Personne ne contestera l'importance des matières traitées par l'auteur. Elles sont d'un intérêt imminent pour notre âge, qui ne peut sans péril demeurer dans l'état de transition où nous le voyons se débattre; car le doute qui se prolonge est un présage de mort. La solution présentée par l'auteur a du moins l'avantage de concilier deux intérêts bien chers, deux idées que l'on n'abandonne point lorsqu'on leur a juré foi et hommage. Allez dire aux hommes placés en dehors du culte chrétien, mais qui se sont fait une religion du dévouement à l'humanité, qui se plaisent à voir dans l'avenir et à préparer dans le présent, l'alliance de sa dignité et de son bonheur, allez dire à ces

hommes qu'il faut immoler tous ces sentiments sur les autels du Christ, ils vous répondront: arrachez-nous les entrailles, mais ne nous proposez pas l'apostasie de nos saintes convictions. D'un autre côté, que l'on étale sous les yeux du chrétien, comme autrefois sous ceux de son divin maître, toute la pompe du monde, toutes les splendeurs de la civilisation, toutes les merveilles de la terre, à la condition d'y concentrer son cœur, le chrétien levera les yeux au ciel, et son esprit s'élancera vers la patrie invisible. Il opposera avec orgueil, à l'équivoque expérience de quelques années, dix-huit siècles de bienfaits et de gloire.
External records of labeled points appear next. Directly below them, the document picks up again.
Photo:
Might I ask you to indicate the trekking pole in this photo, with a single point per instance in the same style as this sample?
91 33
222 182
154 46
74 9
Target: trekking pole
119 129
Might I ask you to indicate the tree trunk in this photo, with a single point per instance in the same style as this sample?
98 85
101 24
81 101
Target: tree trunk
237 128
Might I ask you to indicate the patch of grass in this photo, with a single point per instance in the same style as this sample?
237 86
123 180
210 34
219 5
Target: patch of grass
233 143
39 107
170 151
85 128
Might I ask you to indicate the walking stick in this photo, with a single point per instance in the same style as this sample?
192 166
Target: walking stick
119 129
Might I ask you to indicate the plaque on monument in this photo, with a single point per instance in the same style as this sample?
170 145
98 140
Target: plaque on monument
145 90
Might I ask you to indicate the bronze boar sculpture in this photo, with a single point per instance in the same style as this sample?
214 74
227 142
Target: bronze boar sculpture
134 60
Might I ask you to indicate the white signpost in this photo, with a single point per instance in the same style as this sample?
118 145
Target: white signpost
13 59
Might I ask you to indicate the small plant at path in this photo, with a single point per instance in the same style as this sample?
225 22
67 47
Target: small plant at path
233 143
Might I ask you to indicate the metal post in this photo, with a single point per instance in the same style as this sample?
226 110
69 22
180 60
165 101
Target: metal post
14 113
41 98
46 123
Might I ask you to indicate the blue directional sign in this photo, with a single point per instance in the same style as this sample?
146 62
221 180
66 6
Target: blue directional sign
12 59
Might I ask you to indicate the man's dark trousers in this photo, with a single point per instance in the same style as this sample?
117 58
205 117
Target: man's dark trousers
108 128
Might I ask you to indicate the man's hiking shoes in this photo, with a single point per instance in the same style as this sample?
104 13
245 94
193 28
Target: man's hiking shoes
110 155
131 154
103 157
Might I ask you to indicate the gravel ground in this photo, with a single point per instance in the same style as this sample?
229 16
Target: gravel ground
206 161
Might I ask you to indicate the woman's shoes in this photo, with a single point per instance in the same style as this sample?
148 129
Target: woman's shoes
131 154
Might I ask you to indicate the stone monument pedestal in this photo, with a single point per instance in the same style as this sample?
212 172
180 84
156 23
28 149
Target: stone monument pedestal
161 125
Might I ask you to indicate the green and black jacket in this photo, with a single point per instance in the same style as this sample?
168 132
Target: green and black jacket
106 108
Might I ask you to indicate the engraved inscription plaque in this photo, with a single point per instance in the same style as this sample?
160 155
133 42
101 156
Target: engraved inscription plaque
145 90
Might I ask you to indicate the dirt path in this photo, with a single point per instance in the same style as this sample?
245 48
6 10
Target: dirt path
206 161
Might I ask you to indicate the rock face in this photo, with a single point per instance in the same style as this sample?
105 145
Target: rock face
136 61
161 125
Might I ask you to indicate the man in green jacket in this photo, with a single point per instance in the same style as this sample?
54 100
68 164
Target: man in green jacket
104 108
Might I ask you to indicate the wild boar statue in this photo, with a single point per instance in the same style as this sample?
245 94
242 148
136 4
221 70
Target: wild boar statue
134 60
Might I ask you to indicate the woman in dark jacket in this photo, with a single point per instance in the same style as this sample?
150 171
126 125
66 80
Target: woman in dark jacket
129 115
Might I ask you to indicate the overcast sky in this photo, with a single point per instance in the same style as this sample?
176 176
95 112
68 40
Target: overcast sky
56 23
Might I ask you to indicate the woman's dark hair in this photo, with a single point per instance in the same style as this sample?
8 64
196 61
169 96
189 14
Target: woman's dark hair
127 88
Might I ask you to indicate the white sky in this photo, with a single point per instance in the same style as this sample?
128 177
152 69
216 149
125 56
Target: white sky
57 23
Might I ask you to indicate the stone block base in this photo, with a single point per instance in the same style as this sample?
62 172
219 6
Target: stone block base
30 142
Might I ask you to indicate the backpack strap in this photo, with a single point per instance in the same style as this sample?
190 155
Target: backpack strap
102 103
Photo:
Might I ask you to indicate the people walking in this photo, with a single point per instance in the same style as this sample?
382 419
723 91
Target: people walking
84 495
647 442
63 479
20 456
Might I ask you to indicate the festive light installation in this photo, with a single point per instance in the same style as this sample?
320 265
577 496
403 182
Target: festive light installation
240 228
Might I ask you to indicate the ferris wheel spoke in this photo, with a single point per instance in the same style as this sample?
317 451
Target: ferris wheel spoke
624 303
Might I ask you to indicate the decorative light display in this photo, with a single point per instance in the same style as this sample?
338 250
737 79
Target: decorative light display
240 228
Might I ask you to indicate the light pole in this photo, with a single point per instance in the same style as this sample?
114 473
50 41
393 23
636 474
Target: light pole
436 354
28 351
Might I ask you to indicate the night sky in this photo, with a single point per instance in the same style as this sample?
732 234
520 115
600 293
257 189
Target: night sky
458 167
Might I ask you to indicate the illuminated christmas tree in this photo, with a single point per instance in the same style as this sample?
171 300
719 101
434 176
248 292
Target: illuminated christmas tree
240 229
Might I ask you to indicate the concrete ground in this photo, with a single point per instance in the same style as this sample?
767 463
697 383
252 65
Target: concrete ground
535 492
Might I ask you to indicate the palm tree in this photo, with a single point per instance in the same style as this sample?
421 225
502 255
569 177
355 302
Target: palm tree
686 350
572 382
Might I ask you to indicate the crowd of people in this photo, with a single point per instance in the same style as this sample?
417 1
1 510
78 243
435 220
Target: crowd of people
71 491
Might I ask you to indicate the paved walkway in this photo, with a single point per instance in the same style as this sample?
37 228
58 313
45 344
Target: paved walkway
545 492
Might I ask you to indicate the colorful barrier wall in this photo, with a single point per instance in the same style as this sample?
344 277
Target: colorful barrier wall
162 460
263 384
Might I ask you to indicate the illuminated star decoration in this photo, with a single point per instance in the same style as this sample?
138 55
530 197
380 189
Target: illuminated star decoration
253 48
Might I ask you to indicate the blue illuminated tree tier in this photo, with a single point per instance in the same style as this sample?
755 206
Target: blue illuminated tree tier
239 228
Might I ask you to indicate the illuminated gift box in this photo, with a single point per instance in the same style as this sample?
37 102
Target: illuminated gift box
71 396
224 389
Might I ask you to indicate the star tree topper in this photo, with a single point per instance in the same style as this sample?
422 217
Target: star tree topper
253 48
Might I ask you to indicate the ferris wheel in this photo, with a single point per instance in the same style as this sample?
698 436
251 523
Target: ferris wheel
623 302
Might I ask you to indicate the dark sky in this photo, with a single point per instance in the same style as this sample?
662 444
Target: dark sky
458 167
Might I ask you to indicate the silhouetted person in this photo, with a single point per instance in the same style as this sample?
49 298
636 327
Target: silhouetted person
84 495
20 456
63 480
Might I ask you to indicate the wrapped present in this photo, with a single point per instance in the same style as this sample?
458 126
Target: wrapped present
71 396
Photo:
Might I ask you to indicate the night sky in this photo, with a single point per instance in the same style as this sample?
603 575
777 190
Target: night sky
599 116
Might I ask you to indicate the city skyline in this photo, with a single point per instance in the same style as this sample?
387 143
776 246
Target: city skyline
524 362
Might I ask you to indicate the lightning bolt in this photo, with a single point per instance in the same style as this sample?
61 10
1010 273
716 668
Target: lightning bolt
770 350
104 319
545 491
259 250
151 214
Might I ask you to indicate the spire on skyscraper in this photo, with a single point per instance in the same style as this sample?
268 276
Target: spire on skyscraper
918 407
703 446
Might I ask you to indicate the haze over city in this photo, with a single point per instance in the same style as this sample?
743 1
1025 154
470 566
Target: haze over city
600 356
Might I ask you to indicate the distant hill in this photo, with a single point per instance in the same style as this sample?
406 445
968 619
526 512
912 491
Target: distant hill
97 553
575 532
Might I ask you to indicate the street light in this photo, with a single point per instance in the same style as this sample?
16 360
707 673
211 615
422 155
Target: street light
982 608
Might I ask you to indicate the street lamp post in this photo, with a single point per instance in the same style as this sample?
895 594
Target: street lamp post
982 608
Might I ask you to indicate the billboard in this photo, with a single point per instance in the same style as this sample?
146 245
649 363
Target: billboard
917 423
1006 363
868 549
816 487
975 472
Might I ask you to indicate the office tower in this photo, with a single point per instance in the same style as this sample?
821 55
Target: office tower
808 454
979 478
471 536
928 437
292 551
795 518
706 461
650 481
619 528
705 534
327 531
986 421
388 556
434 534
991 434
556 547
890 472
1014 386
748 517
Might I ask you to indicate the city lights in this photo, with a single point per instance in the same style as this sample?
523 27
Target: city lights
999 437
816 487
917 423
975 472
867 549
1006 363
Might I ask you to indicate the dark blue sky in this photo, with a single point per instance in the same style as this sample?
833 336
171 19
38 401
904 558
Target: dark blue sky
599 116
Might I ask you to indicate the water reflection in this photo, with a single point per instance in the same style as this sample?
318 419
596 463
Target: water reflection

C'est donc une grande et noble pensée qui a inspiré l'auteur du Christianisme considéré dans les rapports avec la civilisation moderne. Il y aurait de la petitesse et de l'injustice à étendre sur une pareille production la règle étroite des partis, ou de reprocher à l'auteur quelques accents un peu belliqueux qui s'échappent parfois à travers ses idées et son langage: lorsque l'erreur s'est fait un trône dans l'opinion des hommes, ne faut-il pas au besoin combattre et renverser?

Toutefois, nous ne croyons pas, et cela n'est nullement désirable, que le point de vue de l'auteur soit admis sans contestation. L'harmonie complète, l'union indissoluble du Christianisme et de la civilisation moderne, paraît sans doute un résultat digne de tous les vœux. Mais lorsqu'un problème aussi grave est posé, l'on conçoit l'examen et la discussion; on en éprouve le besoin peut-être. Rendons justice au beau et consciencieux travail de M. Sénac, à la fermeté, à la grandeur de ses vues, à la franchise de ses attaques. Mais M. Sénac doit souhaiter lui-même qu'une polémique large et féconde s'engage sur ces hautes questions. Car c'est au temps à murir la vérité semée par la main de l'homme.

FR. HUET.

DE LA LÉGISLATION

SUR LA CONTRAINTE PAR CORPS.

PREMIER ARTICLE.

POUR pénétrer l'esprit d'une législation, il est souvent nécessaire d'en rechercher l'origine, la signification primitive. Les lois civiles et politiques se modifient avec les mœurs; sans le secours de l'histoire il serait difficile ou impossible d'en comprendre le sens et la portée. Il est des institutions que l'on considère comme nécessaires, parce qu'on les rencontre chez tous les peuples; on a perdu de vue leur but originaire; elles existent et on leur trouve des raisons d'existence; si l'on remontait à leur source, on serait étonné de voir, qu'elles se lient à un ordre de choses tout-à-fait différent de notre état social, et qu'elles sont en contradiction avec l'esprit, le droit public, les mœurs de notre époque.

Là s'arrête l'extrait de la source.